Na3V2(PO4)3 (NVP) is
one of the most widely studied structures as a cathode of sodium-ion
batteries, although the relatively high cost of vanadium and low voltage
need to be further improved compared with the counterpart of cathode
materials of lithium-ion batteries. Herein, vanadium (V) of NVP was
partially substituted by Al to exploit the sodium storage capability
using the valence change of V4+/V5+ in higher
voltage, without loss in the capacity. Since Al is lighter and less
expensive, the theoretical capacity will be slightly increased and
the energy density will be enhanced with the increased voltage.
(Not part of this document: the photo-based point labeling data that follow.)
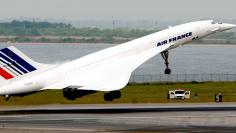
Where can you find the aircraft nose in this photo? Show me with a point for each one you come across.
(226, 26)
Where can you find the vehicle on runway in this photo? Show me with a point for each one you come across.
(107, 70)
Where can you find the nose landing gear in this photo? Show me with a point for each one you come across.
(165, 55)
(110, 96)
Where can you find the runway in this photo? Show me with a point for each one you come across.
(119, 118)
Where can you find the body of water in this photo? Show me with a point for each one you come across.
(188, 59)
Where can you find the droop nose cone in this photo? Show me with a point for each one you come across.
(226, 26)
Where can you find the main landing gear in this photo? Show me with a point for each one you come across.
(110, 96)
(165, 55)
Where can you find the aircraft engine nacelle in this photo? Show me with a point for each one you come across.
(72, 93)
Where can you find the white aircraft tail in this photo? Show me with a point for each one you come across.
(14, 65)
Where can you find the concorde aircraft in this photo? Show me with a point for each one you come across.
(107, 70)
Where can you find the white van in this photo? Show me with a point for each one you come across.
(179, 94)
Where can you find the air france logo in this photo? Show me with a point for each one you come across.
(176, 38)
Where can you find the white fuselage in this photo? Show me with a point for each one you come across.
(111, 68)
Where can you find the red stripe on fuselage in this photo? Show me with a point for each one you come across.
(5, 74)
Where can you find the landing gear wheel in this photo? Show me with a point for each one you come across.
(108, 97)
(165, 56)
(116, 94)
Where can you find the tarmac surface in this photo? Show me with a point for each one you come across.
(119, 118)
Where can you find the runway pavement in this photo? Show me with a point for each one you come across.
(119, 118)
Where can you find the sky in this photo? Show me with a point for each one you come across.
(131, 10)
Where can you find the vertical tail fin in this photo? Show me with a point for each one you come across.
(13, 63)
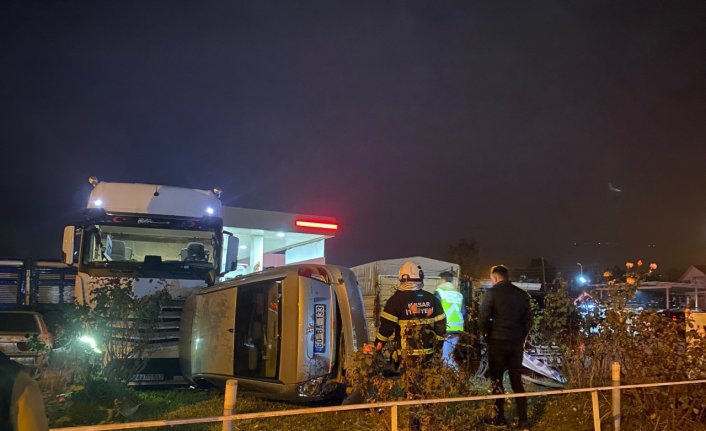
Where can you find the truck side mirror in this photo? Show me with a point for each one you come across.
(232, 253)
(67, 247)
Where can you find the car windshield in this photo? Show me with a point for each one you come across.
(124, 244)
(18, 322)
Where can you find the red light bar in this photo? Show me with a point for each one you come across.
(316, 225)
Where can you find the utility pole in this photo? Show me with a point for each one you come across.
(544, 275)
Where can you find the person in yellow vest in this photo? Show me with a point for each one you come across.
(452, 302)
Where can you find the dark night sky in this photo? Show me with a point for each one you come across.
(413, 123)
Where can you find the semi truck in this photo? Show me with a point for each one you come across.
(155, 237)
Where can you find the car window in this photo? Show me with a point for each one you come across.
(18, 322)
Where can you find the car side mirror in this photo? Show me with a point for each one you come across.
(211, 276)
(67, 246)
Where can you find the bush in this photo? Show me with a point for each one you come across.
(650, 348)
(373, 376)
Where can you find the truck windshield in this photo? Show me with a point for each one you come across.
(124, 244)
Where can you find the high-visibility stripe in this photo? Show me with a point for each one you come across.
(388, 316)
(381, 337)
(440, 317)
(418, 322)
(419, 352)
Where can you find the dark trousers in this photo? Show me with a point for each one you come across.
(507, 355)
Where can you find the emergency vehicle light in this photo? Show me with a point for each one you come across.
(316, 225)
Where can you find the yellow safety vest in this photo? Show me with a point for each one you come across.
(452, 301)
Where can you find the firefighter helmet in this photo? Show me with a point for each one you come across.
(410, 271)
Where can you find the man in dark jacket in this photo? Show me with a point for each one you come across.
(21, 405)
(505, 321)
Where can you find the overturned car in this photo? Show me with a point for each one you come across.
(284, 333)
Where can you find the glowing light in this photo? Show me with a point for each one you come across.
(316, 225)
(91, 342)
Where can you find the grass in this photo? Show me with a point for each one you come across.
(90, 409)
(195, 403)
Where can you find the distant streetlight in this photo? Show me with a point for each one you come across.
(581, 279)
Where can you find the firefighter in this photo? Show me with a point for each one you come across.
(414, 319)
(452, 301)
(21, 405)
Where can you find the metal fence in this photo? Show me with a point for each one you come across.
(230, 419)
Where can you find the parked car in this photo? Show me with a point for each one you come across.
(25, 339)
(676, 314)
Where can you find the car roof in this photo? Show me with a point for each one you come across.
(19, 312)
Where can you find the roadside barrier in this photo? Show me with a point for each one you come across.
(392, 405)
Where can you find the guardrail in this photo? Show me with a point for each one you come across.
(393, 405)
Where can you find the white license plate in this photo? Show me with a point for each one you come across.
(147, 377)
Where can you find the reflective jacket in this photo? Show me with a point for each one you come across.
(415, 320)
(452, 302)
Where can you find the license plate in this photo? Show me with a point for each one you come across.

A
family of carbon-coated Na3AlxV2–x(PO4)3 (NAVP@C, x = 0, 1/3, 1/2, 2/3, 3/4, 1) composites
were prepared to comprehensively investigate the effect of Al content
on extraction/intercalation of Na+ in NAVP@C. In every
NAVP that contains Al, a charge/discharge voltage plateau at 3.9–4.1
V along with the common one at 3.4 V was observed, indicating that
the redox of a higher valence than V4+ was made use of.
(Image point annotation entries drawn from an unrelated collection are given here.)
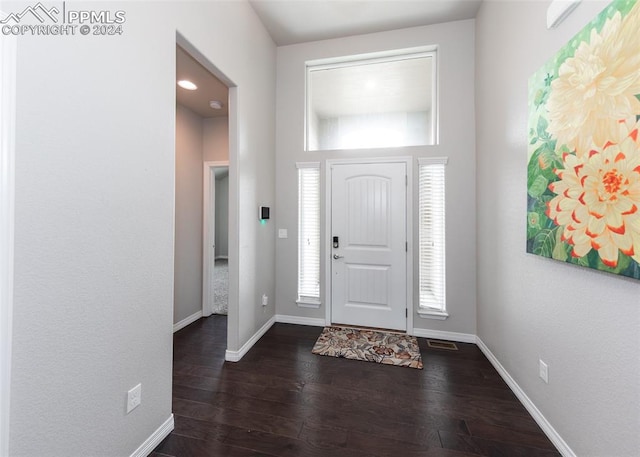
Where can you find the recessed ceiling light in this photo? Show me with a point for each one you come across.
(186, 84)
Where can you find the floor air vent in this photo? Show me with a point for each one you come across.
(442, 345)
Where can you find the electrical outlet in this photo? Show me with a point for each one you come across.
(544, 371)
(134, 398)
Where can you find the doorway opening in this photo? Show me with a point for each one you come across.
(215, 254)
(206, 130)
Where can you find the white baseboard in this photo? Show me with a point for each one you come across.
(544, 424)
(235, 356)
(156, 438)
(448, 336)
(311, 321)
(186, 321)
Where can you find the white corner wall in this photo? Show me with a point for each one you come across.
(582, 323)
(216, 139)
(455, 41)
(187, 289)
(93, 307)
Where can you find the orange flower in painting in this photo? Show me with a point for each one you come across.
(597, 201)
(593, 99)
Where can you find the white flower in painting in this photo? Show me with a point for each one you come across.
(597, 201)
(593, 100)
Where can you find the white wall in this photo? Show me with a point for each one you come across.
(216, 139)
(455, 42)
(94, 219)
(222, 217)
(187, 290)
(583, 323)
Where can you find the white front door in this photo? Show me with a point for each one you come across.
(368, 226)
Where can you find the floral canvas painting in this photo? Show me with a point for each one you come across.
(583, 176)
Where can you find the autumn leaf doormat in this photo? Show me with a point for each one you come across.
(389, 348)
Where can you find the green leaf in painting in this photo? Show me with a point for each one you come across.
(538, 186)
(561, 249)
(533, 219)
(544, 242)
(542, 127)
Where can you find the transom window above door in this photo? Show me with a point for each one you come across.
(372, 101)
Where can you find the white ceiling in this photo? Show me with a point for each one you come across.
(298, 21)
(209, 87)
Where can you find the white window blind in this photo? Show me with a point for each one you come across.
(432, 234)
(308, 232)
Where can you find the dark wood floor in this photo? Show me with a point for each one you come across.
(281, 400)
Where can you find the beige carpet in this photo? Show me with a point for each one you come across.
(389, 348)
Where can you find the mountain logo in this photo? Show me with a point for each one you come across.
(38, 11)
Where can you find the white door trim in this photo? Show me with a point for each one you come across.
(326, 251)
(7, 218)
(208, 230)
However, the NAVP could not fully extract/intercalate two Na+ ions with the introduction of Al, owing to the shrinking crystal
size with the Al substitution. Among all these members, Na3AlxV2–x(PO4)3 (x = 1/3) exhibited
the largest reversible charge/discharge capacity around 113.82 mAh
g–1, corresponding to an energy density of 405.99
Wh kg–1, calculated only from the cathode. All family
members of NAVP exhibit noteworthy cycling stability and C-rate performance.